On Wed, 24 Oct 2012, Paul E. McKenney wrote:

> On Wed, Oct 24, 2012 at 04:22:17PM -0400, Mikulas Patocka wrote:
> > 
> > 
> > On Wed, 24 Oct 2012, Paul E. McKenney wrote:
> > 
> > > On Tue, Oct 23, 2012 at 05:39:43PM -0400, Mikulas Patocka wrote:
> > > > 
> > > > 
> > > > On Tue, 23 Oct 2012, Paul E. McKenney wrote:
> > > > 
> > > > > On Tue, Oct 23, 2012 at 01:29:02PM -0700, Paul E. McKenney wrote:
> > > > > > On Tue, Oct 23, 2012 at 08:41:23PM +0200, Oleg Nesterov wrote:
> > > > > > > On 10/23, Paul E. McKenney wrote:
> > > > > > > >
> > > > > > > >  * Note that this guarantee implies a further memory-ordering 
> > > > > > > > guarantee.
> > > > > > > >  * On systems with more than one CPU, when synchronize_sched() 
> > > > > > > > returns,
> > > > > > > >  * each CPU is guaranteed to have executed a full memory 
> > > > > > > > barrier since
> > > > > > > >  * the end of its last RCU read-side critical section
> > > > > > >          ^^^^^^^^^^^^^^^^^^^^^^^^^^^^^^^^^^^^^^^^^^^^^^
> > > > > > > 
> > > > > > > Ah wait... I misread this comment.
> > > > > > 
> > > > > > And I miswrote it.  It should say "since the end of its last 
> > > > > > RCU-sched
> > > > > > read-side critical section."  So, for example, RCU-sched need not 
> > > > > > force
> > > > > > a CPU that is idle, offline, or (eventually) executing in user mode 
> > > > > > to
> > > > > > execute a memory barrier.  Fixed this.
> > > > 
> > > > Or you can write "each CPU that is executing a kernel code is 
> > > > guaranteed 
> > > > to have executed a full memory barrier".
> > > 
> > > Perhaps I could, but it isn't needed, nor is it particularly helpful.
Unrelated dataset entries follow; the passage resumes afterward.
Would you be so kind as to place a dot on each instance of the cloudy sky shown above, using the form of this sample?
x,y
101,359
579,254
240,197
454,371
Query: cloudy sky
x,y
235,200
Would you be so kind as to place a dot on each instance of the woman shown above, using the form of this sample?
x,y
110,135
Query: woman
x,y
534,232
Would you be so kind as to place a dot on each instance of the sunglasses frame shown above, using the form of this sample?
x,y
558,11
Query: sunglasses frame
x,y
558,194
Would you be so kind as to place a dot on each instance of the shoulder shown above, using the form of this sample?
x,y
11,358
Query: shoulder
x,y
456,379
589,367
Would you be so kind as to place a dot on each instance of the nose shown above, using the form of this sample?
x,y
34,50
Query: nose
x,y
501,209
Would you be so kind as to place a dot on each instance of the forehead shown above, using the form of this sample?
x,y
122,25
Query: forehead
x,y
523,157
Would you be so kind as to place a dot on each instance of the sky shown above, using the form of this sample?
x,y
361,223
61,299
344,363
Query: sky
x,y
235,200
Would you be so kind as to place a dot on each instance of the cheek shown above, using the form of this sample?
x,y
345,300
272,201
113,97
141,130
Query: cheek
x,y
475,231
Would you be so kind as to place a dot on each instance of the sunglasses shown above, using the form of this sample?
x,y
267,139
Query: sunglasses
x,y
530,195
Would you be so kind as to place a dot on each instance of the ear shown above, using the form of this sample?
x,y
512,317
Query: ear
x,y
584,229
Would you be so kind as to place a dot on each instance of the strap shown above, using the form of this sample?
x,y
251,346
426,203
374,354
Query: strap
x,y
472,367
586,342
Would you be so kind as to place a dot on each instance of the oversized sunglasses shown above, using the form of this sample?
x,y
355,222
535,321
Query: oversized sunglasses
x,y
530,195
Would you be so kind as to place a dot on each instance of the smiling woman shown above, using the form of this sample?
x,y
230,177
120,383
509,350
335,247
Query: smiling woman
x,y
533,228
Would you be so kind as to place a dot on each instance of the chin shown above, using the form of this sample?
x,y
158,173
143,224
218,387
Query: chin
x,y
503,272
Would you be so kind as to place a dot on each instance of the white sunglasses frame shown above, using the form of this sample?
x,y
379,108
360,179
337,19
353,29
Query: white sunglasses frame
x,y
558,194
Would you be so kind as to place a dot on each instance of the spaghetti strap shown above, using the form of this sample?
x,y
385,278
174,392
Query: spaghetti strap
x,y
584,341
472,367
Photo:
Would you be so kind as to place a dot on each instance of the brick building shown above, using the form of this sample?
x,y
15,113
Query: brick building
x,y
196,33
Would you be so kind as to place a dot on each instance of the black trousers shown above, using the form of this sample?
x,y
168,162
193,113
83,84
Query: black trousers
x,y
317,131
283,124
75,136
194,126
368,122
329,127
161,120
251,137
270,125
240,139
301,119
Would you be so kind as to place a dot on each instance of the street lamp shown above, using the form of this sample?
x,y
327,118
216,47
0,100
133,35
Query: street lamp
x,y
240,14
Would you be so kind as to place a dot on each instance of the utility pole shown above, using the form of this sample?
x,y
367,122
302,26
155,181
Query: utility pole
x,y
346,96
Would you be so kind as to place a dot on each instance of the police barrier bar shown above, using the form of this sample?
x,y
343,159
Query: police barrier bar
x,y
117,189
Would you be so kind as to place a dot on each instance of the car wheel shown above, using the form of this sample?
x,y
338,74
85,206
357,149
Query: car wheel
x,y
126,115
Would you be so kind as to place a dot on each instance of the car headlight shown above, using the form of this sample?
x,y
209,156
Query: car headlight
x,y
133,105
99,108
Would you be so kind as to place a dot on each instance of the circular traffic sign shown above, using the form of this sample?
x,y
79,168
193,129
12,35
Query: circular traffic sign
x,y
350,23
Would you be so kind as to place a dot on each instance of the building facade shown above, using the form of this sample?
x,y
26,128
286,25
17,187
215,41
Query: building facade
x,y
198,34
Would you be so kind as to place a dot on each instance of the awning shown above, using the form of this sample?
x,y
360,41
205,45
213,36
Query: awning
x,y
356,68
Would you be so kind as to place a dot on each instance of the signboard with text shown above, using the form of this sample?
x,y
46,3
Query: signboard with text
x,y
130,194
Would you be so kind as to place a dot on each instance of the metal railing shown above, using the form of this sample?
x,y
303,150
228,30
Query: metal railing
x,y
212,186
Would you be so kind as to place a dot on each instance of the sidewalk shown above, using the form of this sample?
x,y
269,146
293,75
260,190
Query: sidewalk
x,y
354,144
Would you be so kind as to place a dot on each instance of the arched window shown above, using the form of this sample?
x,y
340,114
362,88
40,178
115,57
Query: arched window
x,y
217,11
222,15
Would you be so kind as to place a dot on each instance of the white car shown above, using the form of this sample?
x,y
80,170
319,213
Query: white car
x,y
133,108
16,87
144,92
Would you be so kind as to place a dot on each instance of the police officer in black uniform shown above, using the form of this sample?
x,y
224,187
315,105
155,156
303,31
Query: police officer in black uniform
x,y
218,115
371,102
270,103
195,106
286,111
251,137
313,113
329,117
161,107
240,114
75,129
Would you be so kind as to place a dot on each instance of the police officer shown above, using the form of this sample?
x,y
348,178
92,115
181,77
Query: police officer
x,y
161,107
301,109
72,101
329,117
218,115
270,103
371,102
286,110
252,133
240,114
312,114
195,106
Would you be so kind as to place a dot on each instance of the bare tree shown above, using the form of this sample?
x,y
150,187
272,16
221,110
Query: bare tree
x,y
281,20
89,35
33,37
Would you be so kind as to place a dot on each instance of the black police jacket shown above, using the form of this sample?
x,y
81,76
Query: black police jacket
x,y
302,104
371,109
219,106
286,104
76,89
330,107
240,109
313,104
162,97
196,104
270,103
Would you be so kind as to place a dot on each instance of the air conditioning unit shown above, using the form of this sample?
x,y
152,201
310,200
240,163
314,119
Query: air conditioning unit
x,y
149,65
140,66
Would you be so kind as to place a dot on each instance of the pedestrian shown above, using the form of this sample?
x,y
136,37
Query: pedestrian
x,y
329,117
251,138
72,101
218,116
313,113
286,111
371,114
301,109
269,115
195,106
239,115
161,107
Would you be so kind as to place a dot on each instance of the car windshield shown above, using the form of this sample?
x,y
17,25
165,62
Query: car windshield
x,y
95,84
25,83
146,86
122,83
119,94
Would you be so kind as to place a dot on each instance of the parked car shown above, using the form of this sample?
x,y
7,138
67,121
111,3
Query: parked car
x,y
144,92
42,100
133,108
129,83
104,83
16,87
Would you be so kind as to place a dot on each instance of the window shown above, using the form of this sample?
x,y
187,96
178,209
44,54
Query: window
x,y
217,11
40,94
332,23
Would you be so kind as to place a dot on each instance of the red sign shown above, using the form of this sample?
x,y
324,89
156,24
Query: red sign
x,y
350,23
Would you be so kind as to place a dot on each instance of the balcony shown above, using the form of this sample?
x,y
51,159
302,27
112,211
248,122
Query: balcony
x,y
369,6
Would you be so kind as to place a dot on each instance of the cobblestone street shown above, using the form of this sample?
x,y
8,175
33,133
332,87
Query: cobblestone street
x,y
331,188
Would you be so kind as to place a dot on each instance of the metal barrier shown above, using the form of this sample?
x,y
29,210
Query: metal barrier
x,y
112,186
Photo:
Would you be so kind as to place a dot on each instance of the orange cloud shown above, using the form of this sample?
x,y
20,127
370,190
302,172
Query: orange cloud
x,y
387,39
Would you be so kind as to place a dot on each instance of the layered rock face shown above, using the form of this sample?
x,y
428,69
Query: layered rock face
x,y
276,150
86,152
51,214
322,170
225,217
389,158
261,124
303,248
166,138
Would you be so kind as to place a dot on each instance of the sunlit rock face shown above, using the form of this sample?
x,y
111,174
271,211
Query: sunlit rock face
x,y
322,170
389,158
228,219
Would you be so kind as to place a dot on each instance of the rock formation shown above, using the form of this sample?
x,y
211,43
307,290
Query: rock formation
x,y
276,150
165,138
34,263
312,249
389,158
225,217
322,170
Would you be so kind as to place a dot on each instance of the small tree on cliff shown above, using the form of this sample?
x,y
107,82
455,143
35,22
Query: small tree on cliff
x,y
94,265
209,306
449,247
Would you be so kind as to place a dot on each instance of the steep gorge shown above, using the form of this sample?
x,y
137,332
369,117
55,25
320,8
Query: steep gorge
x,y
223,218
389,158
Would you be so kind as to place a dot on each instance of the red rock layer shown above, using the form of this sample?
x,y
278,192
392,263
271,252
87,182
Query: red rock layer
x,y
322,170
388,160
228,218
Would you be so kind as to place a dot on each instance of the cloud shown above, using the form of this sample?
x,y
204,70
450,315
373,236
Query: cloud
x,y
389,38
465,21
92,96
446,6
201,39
> > > Please see suggestions in preceding email.
> > 
> > It is helpful, because if you add this requirement (that already holds for 
> > the current implementation), you can drop rcu_read_lock_sched() and 
> > rcu_read_unlock_sched() from the following code that you submitted.
> > 
> > static inline void percpu_up_read(struct percpu_rw_semaphore *p)
> > {
> >         /*
> >          * Decrement our count, but protected by RCU-sched so that
> >          * the writer can force proper serialization.
> >          */
> >         rcu_read_lock_sched();
> >         this_cpu_dec(*p->counters);
> >         rcu_read_unlock_sched();
> > }
> > 
> > > > The current implementation fulfills this requirement, you can just add 
> > > > it 
> > > > to the specification so that whoever changes the implementation keeps 
> > > > it.
> > > 
> > > I will consider doing that if and when someone shows me a situation where
> > > adding that requirement makes things simpler and/or faster.  From what I
> > > can see, your example does not do so.
> > > 
> > >                                                   Thanx, Paul
> > 
> > If you do, the above code can be simplified to:
> > {
> >     barrier();
> >     this_cpu_dec(*p->counters);
> > }
> 
> The readers are lightweight enough that you are worried about the overhead
> of rcu_read_lock_sched() and rcu_read_unlock_sched()?  Really???
> 
>                                                       Thanx, Paul

There was no lock in previous kernels, so we should make it as simple as 
possible. Disabling and reenabling preemption is probably not a big deal, 
but if don't have to do it, why do it?